Autrefois terre de création et de contre-culture, la Silicon Valley a muté. Au point de devenir plus menaçante que fascinante. Entretien avec le journaliste Fabien Benoit qui a mené l’enquête dans la baie de San Francisco.

Décideurs : Comment définir le positionnement politique de la Silicon Valley ?

Fabien Benoit : Il est difficile de généraliser mais force est constater que la région est très fortement marquée par l’idéologie libertarienne. Cette philosophie est méconnue en Europe mais importante aux États-Unis, notamment grâce à l’influence d’intellectuels comme Ayn Rand. Les libertariens placent au-dessus de toute chose la liberté individuelle. Ils rejettent l’État, son poids, sa propension à brider l’innovation. Elon Musk, qui avec SpaceX, concurrence une prérogative étatique, celle de la conquête spatiale, ou l’entrepreneur-investisseur Peter Thiel sont des figures de cette façon de penser.

Cette idéologie politique a-t-elle évolué au fil des décennies ?

C’est une évolution qui s’est jouée tout au long du XXe siècle. Dans les années soixante et soixante-dix, la région était très marquée par la contre-culture californienne, le mouvement hippie et la nouvelle gauche. L’informatique était vue comme un moyen de créer une société plus égalitaire, libérée des hiérarchies et de la bureaucratie.

Le vent a commencé à tourner à la fin des années soixante-dix.

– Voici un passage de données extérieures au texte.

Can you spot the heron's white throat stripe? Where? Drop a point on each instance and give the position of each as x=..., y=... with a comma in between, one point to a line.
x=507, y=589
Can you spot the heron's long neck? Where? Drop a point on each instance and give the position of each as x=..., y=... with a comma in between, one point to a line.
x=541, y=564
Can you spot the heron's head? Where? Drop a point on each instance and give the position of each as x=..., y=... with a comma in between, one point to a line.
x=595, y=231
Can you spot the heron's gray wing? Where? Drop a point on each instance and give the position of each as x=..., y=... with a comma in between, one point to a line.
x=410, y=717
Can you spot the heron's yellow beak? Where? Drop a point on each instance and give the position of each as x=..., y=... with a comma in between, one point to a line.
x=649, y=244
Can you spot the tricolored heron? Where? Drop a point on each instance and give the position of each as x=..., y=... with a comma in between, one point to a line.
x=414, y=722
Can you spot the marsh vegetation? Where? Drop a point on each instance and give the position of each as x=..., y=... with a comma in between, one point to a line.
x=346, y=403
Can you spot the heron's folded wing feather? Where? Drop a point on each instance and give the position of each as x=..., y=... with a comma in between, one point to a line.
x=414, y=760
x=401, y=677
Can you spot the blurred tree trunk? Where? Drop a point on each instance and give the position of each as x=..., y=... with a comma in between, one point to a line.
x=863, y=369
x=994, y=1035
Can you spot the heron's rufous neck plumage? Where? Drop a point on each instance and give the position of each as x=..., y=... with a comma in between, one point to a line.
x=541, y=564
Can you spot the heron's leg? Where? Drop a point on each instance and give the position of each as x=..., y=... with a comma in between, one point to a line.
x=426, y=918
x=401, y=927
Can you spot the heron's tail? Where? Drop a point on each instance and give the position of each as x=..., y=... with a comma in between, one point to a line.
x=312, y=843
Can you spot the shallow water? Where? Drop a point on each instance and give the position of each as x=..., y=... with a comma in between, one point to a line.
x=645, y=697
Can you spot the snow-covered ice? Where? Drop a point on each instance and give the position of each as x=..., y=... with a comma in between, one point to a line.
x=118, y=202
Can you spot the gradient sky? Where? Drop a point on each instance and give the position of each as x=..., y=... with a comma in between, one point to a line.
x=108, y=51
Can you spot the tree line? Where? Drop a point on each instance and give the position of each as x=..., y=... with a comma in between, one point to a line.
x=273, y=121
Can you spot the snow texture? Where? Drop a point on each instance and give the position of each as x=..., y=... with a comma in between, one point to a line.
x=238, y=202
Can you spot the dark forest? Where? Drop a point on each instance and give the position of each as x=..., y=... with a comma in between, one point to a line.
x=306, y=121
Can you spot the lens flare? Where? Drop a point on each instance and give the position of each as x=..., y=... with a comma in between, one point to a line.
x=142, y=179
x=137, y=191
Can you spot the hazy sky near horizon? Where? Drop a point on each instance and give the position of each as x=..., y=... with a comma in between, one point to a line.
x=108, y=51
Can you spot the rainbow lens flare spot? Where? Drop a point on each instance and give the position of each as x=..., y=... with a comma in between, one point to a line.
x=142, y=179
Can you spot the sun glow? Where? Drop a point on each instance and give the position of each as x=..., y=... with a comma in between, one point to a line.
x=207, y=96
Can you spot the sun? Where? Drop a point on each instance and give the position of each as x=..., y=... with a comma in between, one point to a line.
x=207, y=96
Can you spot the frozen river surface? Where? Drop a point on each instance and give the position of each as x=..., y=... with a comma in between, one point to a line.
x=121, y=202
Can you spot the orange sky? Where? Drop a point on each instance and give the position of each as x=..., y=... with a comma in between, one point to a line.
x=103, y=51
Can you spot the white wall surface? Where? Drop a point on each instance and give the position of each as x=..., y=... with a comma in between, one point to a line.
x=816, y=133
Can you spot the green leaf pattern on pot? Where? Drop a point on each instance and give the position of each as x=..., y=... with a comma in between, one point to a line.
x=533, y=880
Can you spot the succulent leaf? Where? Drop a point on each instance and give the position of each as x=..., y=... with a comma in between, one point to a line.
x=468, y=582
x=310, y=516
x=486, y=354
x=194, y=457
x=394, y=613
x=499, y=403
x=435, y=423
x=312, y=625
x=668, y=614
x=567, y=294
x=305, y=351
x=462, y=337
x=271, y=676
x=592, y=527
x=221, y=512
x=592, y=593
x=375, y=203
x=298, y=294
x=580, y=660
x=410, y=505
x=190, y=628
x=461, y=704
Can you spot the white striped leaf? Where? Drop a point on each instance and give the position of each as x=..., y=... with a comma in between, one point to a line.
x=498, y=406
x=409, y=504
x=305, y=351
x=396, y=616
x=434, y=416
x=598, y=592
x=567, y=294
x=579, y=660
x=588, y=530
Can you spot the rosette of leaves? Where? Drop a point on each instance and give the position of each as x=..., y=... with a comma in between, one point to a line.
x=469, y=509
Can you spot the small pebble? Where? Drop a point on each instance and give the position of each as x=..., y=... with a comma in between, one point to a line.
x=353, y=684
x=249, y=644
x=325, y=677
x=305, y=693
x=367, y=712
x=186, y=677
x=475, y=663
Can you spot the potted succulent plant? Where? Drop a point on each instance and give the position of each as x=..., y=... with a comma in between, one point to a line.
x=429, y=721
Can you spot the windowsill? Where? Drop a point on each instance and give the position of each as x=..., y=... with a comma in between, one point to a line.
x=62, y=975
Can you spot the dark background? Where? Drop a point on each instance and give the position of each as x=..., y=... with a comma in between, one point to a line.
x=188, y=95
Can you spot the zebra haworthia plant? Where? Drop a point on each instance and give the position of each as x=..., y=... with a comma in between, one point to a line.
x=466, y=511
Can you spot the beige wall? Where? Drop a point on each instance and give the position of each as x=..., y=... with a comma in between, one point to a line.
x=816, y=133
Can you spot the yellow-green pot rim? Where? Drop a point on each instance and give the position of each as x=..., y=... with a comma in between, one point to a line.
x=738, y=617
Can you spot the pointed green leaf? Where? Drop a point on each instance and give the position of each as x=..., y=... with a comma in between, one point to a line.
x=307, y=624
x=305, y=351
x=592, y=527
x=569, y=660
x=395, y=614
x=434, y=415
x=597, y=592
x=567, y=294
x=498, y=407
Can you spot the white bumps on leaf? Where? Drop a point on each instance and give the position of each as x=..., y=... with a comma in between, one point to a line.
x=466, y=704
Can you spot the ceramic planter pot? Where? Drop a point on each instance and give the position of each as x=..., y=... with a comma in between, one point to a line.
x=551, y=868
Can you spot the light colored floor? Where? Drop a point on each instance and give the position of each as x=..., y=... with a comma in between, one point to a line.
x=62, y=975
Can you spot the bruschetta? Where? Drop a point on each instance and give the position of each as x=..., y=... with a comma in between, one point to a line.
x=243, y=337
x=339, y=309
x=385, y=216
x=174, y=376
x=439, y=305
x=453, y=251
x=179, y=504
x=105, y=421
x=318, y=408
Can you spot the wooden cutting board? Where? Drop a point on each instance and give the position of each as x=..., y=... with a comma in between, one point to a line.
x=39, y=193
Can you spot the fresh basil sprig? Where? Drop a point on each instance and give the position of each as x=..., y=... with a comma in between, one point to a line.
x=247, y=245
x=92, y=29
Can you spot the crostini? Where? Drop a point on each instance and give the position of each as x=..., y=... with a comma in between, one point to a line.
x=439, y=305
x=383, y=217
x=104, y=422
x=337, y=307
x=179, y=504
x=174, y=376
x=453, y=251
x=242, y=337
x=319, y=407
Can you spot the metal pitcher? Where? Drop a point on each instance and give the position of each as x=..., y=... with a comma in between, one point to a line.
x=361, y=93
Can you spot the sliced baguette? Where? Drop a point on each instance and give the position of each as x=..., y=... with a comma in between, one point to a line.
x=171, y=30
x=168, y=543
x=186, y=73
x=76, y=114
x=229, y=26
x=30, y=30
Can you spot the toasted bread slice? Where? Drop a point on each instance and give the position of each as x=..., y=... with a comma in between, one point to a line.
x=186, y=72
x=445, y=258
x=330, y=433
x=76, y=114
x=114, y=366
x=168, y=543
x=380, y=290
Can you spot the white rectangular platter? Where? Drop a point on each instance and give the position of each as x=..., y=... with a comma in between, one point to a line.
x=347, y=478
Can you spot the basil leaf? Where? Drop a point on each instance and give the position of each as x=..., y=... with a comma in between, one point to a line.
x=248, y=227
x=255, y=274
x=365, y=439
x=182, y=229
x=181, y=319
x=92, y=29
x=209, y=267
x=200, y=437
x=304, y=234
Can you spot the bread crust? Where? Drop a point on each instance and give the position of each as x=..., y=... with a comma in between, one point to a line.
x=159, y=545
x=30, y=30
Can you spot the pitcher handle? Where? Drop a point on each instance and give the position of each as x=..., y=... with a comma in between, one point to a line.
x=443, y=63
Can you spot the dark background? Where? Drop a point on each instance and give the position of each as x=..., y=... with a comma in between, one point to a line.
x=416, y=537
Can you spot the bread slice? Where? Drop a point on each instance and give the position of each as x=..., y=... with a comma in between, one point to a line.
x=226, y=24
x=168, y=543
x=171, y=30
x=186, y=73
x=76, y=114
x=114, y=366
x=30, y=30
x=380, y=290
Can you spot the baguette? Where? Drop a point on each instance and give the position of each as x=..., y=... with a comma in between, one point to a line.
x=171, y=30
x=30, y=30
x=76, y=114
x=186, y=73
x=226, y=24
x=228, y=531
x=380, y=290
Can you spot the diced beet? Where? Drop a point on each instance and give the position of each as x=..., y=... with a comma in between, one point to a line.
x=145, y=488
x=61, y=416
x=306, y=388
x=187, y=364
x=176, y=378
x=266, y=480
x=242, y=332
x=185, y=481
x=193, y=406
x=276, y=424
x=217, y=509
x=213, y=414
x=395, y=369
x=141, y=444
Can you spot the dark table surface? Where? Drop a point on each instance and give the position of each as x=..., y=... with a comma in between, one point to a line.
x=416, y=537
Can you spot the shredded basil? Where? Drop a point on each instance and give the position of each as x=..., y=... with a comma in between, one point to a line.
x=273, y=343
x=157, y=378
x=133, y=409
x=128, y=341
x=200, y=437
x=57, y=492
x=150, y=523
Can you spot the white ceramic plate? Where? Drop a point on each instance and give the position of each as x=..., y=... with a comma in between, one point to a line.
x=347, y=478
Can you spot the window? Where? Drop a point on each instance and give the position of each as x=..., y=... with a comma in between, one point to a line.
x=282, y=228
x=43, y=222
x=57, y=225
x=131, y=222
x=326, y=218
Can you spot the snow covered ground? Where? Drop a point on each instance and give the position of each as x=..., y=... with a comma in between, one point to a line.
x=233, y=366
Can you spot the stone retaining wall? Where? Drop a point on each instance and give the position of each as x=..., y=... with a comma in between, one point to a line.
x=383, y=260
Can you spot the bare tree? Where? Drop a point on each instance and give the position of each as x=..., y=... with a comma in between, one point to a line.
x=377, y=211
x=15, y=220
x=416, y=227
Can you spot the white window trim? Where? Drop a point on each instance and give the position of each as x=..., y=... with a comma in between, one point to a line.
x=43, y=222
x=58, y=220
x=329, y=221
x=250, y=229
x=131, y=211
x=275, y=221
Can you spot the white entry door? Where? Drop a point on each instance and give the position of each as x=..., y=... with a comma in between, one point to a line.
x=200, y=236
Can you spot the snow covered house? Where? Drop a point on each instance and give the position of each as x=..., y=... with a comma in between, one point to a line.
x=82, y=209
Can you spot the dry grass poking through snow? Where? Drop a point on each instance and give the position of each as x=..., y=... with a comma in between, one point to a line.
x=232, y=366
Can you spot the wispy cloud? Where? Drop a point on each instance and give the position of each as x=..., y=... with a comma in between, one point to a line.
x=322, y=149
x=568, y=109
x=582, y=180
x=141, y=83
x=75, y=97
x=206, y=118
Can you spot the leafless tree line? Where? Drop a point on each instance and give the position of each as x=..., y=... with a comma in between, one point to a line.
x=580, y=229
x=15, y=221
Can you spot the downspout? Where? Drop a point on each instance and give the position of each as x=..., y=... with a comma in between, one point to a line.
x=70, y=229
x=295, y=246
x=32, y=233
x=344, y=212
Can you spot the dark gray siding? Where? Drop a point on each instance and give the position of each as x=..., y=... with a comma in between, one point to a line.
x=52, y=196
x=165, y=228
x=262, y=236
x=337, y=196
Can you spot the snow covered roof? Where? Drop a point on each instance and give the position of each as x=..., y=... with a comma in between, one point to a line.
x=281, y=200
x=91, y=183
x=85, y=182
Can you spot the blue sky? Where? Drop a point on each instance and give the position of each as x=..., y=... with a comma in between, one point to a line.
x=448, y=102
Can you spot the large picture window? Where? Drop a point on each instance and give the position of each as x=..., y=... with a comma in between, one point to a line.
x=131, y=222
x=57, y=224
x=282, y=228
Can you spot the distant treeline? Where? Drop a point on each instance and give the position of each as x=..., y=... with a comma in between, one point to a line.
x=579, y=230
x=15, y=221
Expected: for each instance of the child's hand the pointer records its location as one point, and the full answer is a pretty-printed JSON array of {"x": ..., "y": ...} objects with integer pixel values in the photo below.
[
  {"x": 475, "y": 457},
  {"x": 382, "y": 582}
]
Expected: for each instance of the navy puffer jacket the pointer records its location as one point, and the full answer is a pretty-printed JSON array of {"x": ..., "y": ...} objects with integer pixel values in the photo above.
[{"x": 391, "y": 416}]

De nombreux signes attestent de ce basculement. 1976 est une date clé. Cette année-là, un tout jeune entrepreneur dénommé Bill Gates rédige un texte, une « lettre ouverte aux amateurs », où il affirme que les logiciels ne peuvent circuler gratuitement. C’est un tournant symbolique. Il rompt avec la philosophie originelle des hackers, pionniers de l’informatique, qui était de partager les connaissances et de les améliorer ensemble. Dès 1977, alors que sort l’Apple II, un des premiers ordinateurs personnels, l’informatique va devenir un business. Les années 80 vont sonner le glas de l’utopie contre-culturelle.

Comment la Silicon Valley est-elle passée de la contre-culture à l’ultra-capitalisme ?

Le mouvement hippie, les projets de vie en communauté, se sont soldés par des échecs, tout comme les grandes utopies socialistes. La Guerre du Vietnam s’achève en 1975. En 1980, Ronald Reagan est élu Président. On bascule dans une nouvelle ère. Certains pensent alors que meilleure façon de changer la société est d’entreprendre, que le salut réside dans le marché. La contre-culture libertaire des années soixante portait déjà en elle les ferments du libéralisme, du sacre de l’individualisme, et annonçait déjà la conversion libertarienne de la Silicon Valley et du monde numérique. Son corpus idéologique recoupe en effet en de nombreux points les positions libertariennes : rejet de la bureaucratie, méfiance vis-à-vis de l’État et du « Big Government », libération et autonomie de l’individu.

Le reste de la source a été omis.